There's still a great deal of work left to do. Lots of behaviours for creatures and villagers, lots of spells, lots of little touches to make it fun, all of the story-line, and then testing. We recently heard that they expect to finish in March 2000. I reckon that this might be a little optimistic and I won't be getting impatient until Autumn 2000. When the game finally is released, we can be sure that there's going to be lots of technical innovation in it, fantastic graphics, an interesting story and great attention to detail.
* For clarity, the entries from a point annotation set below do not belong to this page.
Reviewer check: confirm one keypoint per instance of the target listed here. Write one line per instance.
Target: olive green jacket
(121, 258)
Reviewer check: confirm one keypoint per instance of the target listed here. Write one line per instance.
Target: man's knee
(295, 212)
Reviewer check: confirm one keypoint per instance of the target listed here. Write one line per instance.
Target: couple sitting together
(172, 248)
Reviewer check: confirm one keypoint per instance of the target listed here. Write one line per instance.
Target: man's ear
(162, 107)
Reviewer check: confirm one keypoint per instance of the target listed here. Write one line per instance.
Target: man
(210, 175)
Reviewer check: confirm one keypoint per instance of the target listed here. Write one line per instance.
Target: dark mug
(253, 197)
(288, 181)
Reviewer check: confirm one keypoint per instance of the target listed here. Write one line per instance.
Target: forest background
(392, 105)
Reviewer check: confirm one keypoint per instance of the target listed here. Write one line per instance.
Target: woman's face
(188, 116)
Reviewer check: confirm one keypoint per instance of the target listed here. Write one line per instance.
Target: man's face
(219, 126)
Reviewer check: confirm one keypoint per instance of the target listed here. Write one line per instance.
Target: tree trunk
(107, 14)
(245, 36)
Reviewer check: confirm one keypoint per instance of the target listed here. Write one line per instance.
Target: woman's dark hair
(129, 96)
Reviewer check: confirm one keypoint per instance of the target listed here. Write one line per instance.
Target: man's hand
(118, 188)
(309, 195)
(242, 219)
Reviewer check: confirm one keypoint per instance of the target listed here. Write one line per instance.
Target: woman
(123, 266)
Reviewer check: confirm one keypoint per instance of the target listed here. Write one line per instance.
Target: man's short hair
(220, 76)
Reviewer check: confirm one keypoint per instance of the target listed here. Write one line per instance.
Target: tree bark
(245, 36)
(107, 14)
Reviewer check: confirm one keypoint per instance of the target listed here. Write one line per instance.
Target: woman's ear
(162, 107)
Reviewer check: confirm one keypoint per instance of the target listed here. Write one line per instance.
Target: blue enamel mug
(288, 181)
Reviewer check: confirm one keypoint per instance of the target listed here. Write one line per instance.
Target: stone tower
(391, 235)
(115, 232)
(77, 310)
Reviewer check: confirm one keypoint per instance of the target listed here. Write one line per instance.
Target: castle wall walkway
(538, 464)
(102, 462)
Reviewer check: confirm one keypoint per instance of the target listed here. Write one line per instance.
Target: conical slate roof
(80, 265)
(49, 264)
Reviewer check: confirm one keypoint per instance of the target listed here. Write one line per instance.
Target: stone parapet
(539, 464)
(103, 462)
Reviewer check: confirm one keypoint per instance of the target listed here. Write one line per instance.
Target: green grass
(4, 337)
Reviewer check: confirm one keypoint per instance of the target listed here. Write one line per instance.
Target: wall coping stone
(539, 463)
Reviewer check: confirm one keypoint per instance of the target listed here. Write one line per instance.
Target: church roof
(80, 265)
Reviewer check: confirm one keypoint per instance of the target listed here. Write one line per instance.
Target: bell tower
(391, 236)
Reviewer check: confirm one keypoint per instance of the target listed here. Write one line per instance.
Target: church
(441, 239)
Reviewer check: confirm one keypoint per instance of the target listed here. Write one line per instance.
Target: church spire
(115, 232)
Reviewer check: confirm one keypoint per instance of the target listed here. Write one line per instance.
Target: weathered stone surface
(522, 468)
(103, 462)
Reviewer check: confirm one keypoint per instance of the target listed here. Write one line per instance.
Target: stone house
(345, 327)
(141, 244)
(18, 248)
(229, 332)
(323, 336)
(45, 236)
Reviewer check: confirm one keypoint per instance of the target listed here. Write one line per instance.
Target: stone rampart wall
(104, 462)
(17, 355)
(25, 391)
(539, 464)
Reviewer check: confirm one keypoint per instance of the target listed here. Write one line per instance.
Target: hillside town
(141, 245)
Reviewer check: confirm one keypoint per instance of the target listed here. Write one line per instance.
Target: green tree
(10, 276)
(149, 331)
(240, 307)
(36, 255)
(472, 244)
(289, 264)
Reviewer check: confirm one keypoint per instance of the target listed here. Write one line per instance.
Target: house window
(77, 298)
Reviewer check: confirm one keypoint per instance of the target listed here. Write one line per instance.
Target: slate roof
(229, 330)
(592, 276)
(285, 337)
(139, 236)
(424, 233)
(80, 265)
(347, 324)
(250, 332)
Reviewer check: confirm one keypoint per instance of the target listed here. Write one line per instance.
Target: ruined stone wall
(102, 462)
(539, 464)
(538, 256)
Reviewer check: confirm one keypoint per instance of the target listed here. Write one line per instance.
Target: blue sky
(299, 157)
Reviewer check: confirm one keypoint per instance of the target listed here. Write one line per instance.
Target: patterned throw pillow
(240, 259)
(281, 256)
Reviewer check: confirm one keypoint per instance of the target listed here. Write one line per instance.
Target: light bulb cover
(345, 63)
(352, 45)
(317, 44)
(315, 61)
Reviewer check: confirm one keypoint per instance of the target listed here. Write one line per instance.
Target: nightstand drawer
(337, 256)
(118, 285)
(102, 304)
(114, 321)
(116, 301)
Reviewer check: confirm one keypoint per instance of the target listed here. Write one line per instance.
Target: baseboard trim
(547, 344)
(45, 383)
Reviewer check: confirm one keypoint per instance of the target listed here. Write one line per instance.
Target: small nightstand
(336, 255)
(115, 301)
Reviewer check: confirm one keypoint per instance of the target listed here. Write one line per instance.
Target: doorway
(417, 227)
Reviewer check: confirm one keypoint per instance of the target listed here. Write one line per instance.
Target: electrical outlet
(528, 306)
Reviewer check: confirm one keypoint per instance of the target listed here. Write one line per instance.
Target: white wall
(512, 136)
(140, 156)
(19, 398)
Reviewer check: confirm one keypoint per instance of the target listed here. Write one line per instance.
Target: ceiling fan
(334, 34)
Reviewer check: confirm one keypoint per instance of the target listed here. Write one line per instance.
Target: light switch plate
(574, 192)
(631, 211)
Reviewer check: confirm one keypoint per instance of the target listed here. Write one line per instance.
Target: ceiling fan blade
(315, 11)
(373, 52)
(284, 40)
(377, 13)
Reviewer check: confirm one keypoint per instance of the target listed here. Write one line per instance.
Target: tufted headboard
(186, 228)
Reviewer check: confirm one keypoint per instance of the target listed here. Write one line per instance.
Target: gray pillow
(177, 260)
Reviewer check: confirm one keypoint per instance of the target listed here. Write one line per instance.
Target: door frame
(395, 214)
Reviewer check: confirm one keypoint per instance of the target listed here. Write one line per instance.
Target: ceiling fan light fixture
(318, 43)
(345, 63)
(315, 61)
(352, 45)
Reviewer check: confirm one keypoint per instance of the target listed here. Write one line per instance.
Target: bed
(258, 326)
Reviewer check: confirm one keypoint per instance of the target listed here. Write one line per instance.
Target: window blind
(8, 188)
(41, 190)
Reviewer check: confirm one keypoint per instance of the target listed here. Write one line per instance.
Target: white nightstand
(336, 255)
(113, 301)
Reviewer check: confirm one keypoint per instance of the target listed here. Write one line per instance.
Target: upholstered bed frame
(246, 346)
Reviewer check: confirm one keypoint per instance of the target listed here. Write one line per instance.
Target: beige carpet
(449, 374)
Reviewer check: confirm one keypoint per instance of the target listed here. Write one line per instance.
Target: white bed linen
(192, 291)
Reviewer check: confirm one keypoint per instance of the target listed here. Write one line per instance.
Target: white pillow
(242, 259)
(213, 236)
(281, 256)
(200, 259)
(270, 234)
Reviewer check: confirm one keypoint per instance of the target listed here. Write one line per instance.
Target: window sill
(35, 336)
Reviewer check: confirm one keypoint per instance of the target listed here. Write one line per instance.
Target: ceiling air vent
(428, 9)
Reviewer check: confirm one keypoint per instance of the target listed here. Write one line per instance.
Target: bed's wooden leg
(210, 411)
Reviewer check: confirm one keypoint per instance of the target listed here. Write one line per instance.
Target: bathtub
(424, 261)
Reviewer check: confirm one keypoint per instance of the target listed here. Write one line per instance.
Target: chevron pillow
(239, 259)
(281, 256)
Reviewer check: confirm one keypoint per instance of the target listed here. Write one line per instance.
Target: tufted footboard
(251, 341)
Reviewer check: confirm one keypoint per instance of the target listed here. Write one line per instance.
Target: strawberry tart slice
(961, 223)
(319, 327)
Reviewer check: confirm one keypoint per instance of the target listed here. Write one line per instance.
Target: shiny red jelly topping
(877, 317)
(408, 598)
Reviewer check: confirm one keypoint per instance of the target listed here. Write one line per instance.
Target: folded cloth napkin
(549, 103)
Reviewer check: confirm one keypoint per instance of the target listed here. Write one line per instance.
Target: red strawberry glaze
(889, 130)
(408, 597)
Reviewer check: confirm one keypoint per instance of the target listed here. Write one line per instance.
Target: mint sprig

There's a room at one end of the company with several computers in it for beta-testing. It's better to come for two weeks at a time rather than just one, since you spend the first week getting to know the game and getting to know how to write bug reports.
there's a kitchen sink At Lionhead there's a kitchen sink, a fridge, a kettle, and a self-service tuck shop for junk food. There's a Tesco supermarket in fifteen minutes walking distance in case you want to eat something healthy.
Guildford is a beautiful city. There are neat sites to see: the cathedral, the university, the castle. There's a big fitness center to the East of the city, an outdoor fitness center near Lionhead, and a gym at the university.
I cycled from my city-center bed-and-breakfast each day. The journey was fifteen minutes. There are buses as well. You might find these maps helpful:
For accommodation during vacation-time you might like to try with the University accommodation office at seventeen pounds a night. (Tell them you're a visiting student or something). Otherwise, there are lots of Bed & Breakfasts starting at about fifteen pounds a night. I stayed at Mr. Parson's Bed and Breakfast which was clean and spacious and had a lovely over the park and castle.
If you're a programmer and Peter finds out he might well set you some little programming challenges. The standard is very high! When you've written something, and Jonty comes to check it out, and tells you that he accomplished the same thing using two bytes storage and ten instructions, you'll be amazed at his solution.
I'd just like to put in some personal thanks. Andy was a fun person to work with even though he kept killing me in Quake. Everyone at the company was friendly and patient and willing to spend time to tell me what they were working on.